Montesquieu: 3 departments, each w/ special institutional competence
Madison/Fed. Paper No. 51: less about SoP than checks & balances → Madison feared concentration of power, so he actually wanted interaction btw departments of gov’t in order to check & balance one another (double security)
Executive Power: Veto Power
Art. I, Sec. 7, Cl. 2: bills passed must be approved by prez., who may veto
BUT Congress can over-ride veto → legislative check
Executive Power: Pardon Power
Art. II, Sec. 2, Cl. 1: prez. can pardon for offenses committed against U.S. → interpreted as not allowing for Congressional limitation
BUT prez. cannot pardon for offenses against states (federalism check) or someone who has been impeached (SoP check)
Executive Power: Treaty Power
Art. II, Sec. 2, Cl. 2: prez. has power to make treaties, which have supremacy over pre-existing statutes (although a subsequent statute has supremacy → last in time controls)
BUT treaties must be ratified by Senate (although prez. can bypass through executive agreement, an unenumerated power) → legislative check
Executive Power: Appointments Power
Art. II, Sec. 2, Cl. 2: prez. can appoint ambassadors, judges, officers of U.S.
BUT appointments must be approved by Senate, and Congress may vest appointment of inferior officers in the courts → legislative check
Executive Power: Chief Executive/Commander in Chief
Does the prez. have unenumerated powers?
Const.: Art. II, Sec. 1 vests “executive power” in Congress → compare to Art. I, which vests in Congress “powers herein granted”
Jackson’s Youngstown concurrence [CB 827]: test for unenumerated executive powers → becomes much more important than majority opinion
Prez. acts w/ express or implied authority of Congress → maximum prez. authority
Authority both of prez. in his own right and that which Congress delegates
Prez. acts in face of Congressional silence → prez. has authority so long as he doesn’t take over function of another branch of gov’t or prevent it from performing that function
Prez. acts against express will of Congress → prez. has little authority and action is likely invalid
Youngstown [CB 823]: especially important for Jackson’s concurrence
FACTS: Truman, on his own authority, seizes steel mills in order to prevent the threat of a nationwide strike from impeding military efforts in Korea (no Congressional declaration of war) → SCOTUS says prez. was Korenot permitted to do this
Black’s majority (textualist: action authorized by const.?):
Source of authorization: no statute authorizing seizure → so, if valid, authority had to come from const. itself (Art. II)

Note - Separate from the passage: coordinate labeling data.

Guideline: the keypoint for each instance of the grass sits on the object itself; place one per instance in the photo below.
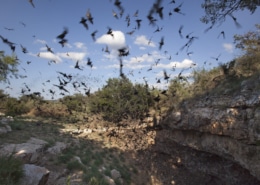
(11, 170)
(94, 157)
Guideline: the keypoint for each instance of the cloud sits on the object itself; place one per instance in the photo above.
(80, 45)
(40, 41)
(143, 41)
(50, 56)
(114, 42)
(73, 55)
(228, 47)
(186, 63)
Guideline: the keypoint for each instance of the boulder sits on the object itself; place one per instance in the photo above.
(115, 174)
(29, 151)
(57, 148)
(35, 175)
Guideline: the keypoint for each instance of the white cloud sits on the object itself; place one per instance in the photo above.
(228, 47)
(73, 55)
(186, 63)
(80, 45)
(50, 56)
(114, 42)
(40, 41)
(143, 41)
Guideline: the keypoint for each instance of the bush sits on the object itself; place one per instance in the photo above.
(11, 170)
(120, 99)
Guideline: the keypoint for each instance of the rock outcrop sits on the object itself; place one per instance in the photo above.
(224, 125)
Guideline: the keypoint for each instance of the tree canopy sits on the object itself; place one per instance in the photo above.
(216, 11)
(8, 67)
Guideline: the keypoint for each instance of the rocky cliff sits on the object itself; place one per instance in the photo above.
(226, 125)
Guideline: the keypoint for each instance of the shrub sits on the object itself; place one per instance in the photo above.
(11, 170)
(120, 99)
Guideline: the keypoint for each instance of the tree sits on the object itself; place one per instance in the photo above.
(216, 11)
(120, 99)
(249, 42)
(248, 63)
(8, 66)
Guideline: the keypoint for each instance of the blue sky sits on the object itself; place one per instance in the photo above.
(33, 28)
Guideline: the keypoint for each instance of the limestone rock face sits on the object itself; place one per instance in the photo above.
(228, 126)
(35, 175)
(29, 151)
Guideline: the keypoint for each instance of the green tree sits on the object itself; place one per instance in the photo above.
(216, 11)
(120, 99)
(249, 43)
(8, 67)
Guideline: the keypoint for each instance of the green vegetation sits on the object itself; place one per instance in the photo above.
(120, 99)
(11, 170)
(8, 67)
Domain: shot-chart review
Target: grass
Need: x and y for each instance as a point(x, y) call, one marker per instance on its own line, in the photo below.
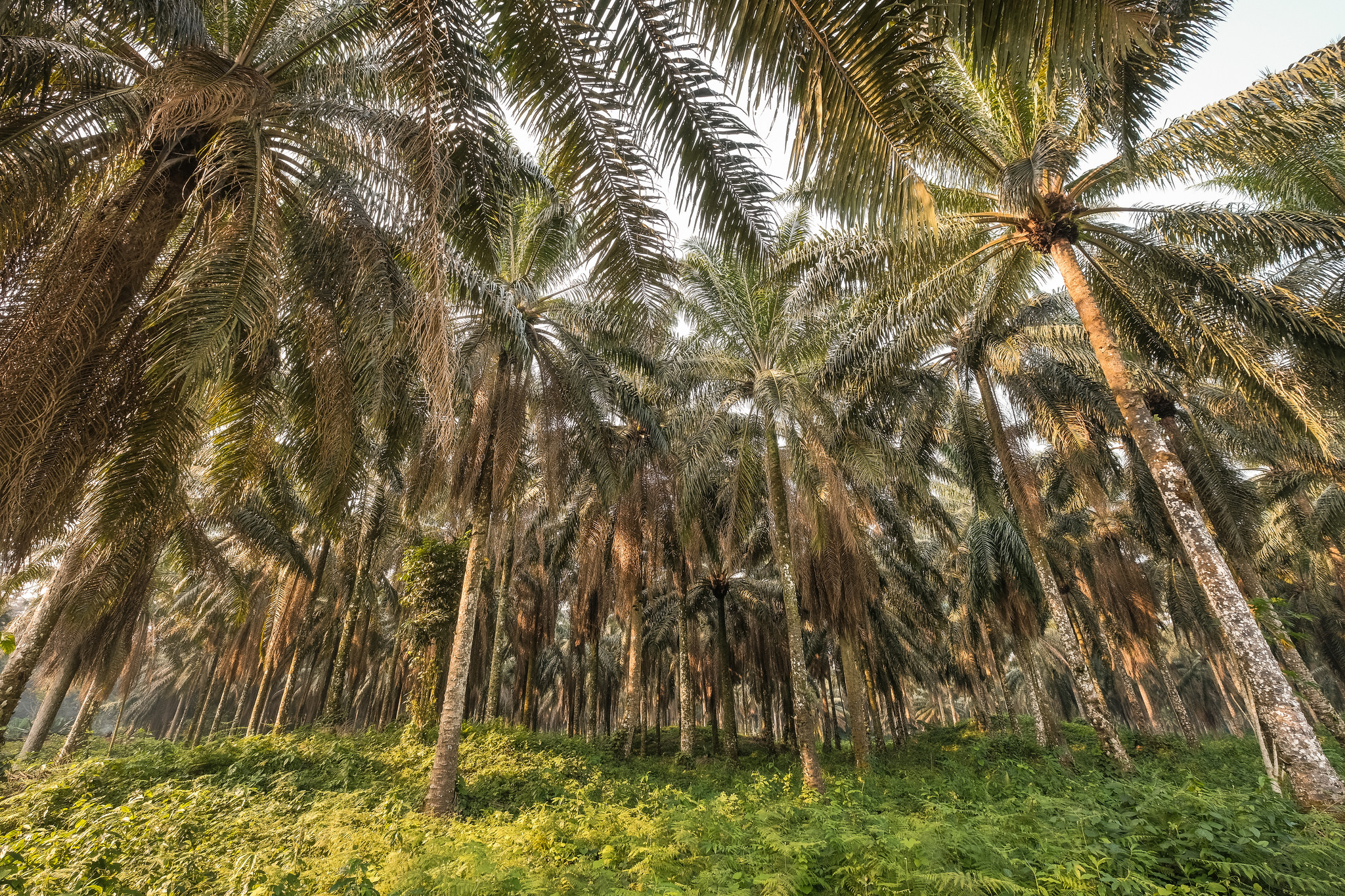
point(954, 812)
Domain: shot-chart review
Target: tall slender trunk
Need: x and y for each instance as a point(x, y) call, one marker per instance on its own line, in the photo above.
point(194, 733)
point(268, 673)
point(1026, 495)
point(591, 688)
point(1304, 681)
point(724, 662)
point(1116, 660)
point(16, 672)
point(1174, 700)
point(805, 716)
point(502, 609)
point(79, 727)
point(287, 696)
point(1314, 781)
point(634, 675)
point(50, 706)
point(219, 707)
point(1011, 711)
point(171, 731)
point(856, 702)
point(441, 797)
point(1042, 715)
point(871, 685)
point(334, 710)
point(686, 706)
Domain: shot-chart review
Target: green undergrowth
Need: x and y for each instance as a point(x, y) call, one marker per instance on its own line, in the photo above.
point(954, 812)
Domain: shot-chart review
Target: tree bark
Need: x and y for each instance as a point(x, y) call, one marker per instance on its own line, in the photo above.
point(1314, 781)
point(856, 702)
point(686, 706)
point(16, 672)
point(268, 673)
point(441, 798)
point(634, 671)
point(591, 687)
point(194, 733)
point(50, 706)
point(502, 609)
point(1174, 700)
point(805, 703)
point(79, 727)
point(334, 711)
point(724, 661)
point(1026, 496)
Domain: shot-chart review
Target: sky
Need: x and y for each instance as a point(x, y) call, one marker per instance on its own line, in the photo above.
point(1258, 37)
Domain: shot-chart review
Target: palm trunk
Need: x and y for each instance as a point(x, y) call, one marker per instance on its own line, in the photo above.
point(721, 643)
point(79, 727)
point(805, 716)
point(287, 696)
point(1174, 700)
point(871, 687)
point(194, 733)
point(502, 608)
point(16, 672)
point(686, 707)
point(1314, 781)
point(334, 711)
point(856, 702)
point(441, 798)
point(591, 687)
point(634, 670)
point(268, 673)
point(50, 706)
point(1305, 684)
point(1036, 699)
point(1026, 495)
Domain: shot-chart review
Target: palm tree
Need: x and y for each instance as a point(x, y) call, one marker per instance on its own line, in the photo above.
point(527, 352)
point(1009, 152)
point(752, 345)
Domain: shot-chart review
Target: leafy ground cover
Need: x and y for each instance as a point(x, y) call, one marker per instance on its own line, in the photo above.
point(954, 812)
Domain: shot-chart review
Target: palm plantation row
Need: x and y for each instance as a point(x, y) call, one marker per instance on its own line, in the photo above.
point(324, 403)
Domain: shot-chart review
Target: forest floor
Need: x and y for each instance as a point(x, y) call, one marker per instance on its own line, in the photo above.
point(953, 812)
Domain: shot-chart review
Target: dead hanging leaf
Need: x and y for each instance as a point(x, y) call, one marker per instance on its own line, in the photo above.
point(200, 92)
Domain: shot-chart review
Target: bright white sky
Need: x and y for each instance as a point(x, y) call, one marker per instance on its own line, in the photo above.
point(1258, 37)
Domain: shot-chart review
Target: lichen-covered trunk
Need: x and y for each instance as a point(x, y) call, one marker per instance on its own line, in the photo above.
point(441, 798)
point(334, 711)
point(268, 675)
point(1304, 681)
point(1314, 781)
point(805, 703)
point(856, 702)
point(1026, 495)
point(502, 610)
point(287, 696)
point(1174, 700)
point(871, 685)
point(724, 662)
point(194, 734)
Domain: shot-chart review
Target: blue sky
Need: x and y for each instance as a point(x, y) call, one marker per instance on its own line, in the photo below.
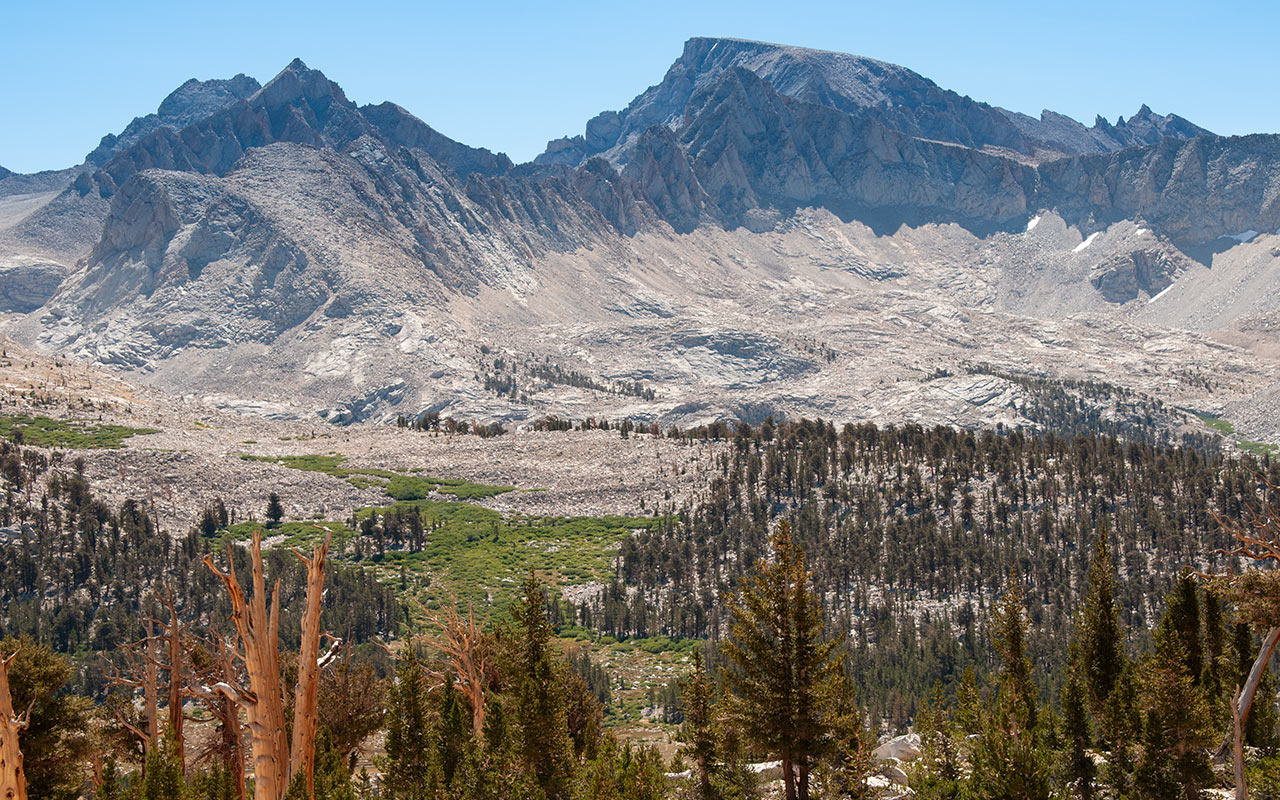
point(510, 76)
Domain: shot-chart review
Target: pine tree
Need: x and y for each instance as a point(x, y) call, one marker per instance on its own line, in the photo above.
point(1078, 768)
point(540, 703)
point(1009, 760)
point(1176, 728)
point(1183, 620)
point(407, 764)
point(453, 732)
point(782, 670)
point(274, 510)
point(1123, 720)
point(1101, 635)
point(938, 773)
point(698, 734)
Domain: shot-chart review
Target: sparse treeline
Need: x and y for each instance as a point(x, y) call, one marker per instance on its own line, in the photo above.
point(1020, 602)
point(82, 576)
point(912, 533)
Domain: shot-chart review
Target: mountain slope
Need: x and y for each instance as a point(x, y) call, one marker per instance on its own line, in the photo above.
point(895, 96)
point(759, 251)
point(190, 103)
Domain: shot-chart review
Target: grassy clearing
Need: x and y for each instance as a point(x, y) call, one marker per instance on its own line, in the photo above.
point(478, 556)
point(472, 554)
point(1226, 429)
point(295, 534)
point(1217, 424)
point(397, 485)
point(73, 434)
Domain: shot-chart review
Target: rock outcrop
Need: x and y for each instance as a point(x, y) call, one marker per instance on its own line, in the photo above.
point(190, 103)
point(894, 96)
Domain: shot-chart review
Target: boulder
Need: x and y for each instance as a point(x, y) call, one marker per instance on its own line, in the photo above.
point(905, 748)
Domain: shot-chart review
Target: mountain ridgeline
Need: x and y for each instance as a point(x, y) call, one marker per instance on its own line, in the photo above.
point(238, 220)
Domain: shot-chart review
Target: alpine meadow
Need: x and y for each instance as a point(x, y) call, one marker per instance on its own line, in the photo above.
point(800, 430)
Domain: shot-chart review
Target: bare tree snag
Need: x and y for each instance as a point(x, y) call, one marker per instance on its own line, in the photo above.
point(264, 699)
point(144, 666)
point(466, 654)
point(173, 638)
point(220, 668)
point(1242, 790)
point(307, 691)
point(263, 702)
point(13, 781)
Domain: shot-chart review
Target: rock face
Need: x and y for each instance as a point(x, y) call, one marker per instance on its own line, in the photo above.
point(352, 254)
point(190, 103)
point(1150, 272)
point(27, 284)
point(894, 96)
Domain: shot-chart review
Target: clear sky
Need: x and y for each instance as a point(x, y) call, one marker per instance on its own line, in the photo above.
point(511, 76)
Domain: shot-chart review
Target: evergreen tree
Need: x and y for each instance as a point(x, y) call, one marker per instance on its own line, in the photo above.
point(274, 510)
point(938, 773)
point(55, 743)
point(161, 775)
point(782, 670)
point(1124, 722)
point(698, 734)
point(453, 730)
point(1077, 768)
point(540, 703)
point(410, 750)
point(1183, 621)
point(1009, 760)
point(1176, 728)
point(1101, 636)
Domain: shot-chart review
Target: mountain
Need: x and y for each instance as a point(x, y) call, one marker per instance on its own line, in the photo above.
point(894, 96)
point(187, 104)
point(758, 234)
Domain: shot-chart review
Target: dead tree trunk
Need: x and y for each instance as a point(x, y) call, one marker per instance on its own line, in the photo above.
point(1242, 790)
point(466, 653)
point(13, 780)
point(173, 636)
point(1243, 704)
point(264, 699)
point(144, 673)
point(229, 748)
point(306, 694)
point(263, 703)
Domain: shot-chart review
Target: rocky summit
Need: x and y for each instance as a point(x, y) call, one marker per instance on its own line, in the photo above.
point(767, 231)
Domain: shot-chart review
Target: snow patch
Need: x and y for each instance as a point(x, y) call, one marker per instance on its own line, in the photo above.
point(1244, 236)
point(1086, 242)
point(1159, 295)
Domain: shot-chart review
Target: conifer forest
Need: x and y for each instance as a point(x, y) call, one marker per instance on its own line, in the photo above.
point(865, 612)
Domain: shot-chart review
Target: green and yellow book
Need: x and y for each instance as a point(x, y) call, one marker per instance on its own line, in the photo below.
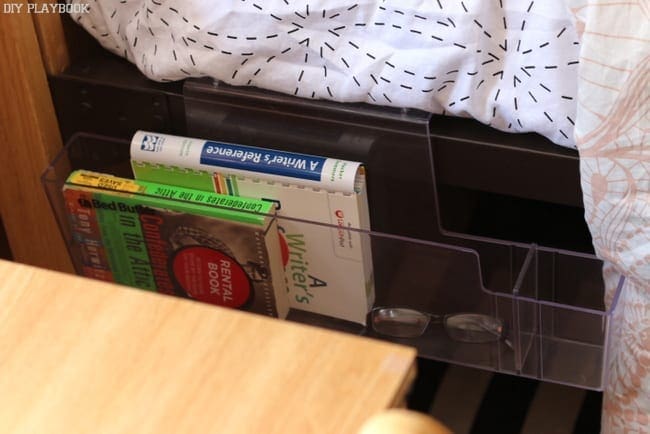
point(209, 247)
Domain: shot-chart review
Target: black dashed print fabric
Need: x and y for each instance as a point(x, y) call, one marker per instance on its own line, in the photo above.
point(511, 64)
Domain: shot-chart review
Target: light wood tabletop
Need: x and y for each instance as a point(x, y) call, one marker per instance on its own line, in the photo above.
point(81, 356)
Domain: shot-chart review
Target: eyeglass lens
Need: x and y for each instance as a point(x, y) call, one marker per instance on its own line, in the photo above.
point(399, 323)
point(462, 327)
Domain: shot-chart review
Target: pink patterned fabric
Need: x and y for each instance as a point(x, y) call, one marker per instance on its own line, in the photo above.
point(613, 137)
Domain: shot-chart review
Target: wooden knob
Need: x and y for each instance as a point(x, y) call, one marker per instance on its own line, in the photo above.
point(401, 421)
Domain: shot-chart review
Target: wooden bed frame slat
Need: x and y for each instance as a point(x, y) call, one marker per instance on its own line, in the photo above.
point(29, 138)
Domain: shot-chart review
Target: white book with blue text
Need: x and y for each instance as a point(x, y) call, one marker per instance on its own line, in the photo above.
point(328, 269)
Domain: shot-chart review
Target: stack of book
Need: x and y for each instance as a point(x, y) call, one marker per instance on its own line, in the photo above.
point(233, 225)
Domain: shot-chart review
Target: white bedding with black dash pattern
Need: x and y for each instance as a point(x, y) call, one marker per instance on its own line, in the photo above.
point(511, 64)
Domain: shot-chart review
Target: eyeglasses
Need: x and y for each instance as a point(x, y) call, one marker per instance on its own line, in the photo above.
point(462, 327)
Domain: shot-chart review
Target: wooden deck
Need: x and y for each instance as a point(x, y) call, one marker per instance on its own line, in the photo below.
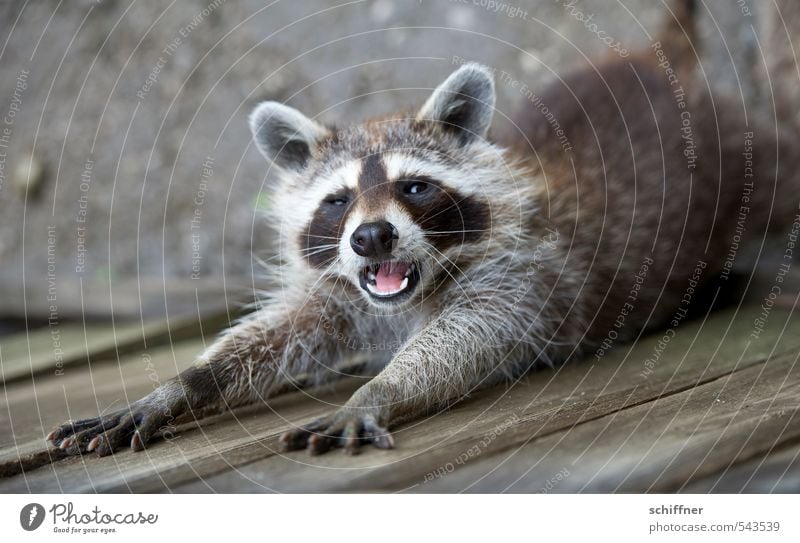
point(720, 411)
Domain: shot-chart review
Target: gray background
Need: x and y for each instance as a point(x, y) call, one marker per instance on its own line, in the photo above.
point(87, 61)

Authority as “commander in chief”: “theatre of war” doesn’t include a domestic labor dispute
Authority of executive/“faithfully execute” laws: Truman wasn’t executing any law, but was making law himself → Art. I vests all legislative powers only in Congress
Frankfurter’s concurrence (structural: Congress forbade this):
Barred by statute: interprets Labor Mgmt Relations Act as implicitly denying prez. authority to unilaterally seize plant
BUT leaves open idea that prudential and structural modalities could work together to permit prez. seizures during wartime:
“Gloss of life” on const. text: a long unbroken practice, known by Congress, by prez. who was purporting to act within exec. const. power may bring such power within exec. power
Douglas’s concurrence (text/intent: Takings Clause vests seizure power in Congress; structural: SoP):
Takings: 5th Amdt. says that all takings must be compensated, BUT only Congress has power over purse strings → therefore, implication must be that only Congress has power to seize (since seizure w/o compensation would be unlawful)
Rejects prudential model: Douglas notes that the slow pace of legislature may make it more desirable to let prez. do this → BUT just b/c it is more desirable doesn’t make it constitutional
Jackon’s concurrence (structural: is prez. acting against Congress’s will?; textual: is this an exercise of commander in chief?)
Test: much more fluid test than Black (see above)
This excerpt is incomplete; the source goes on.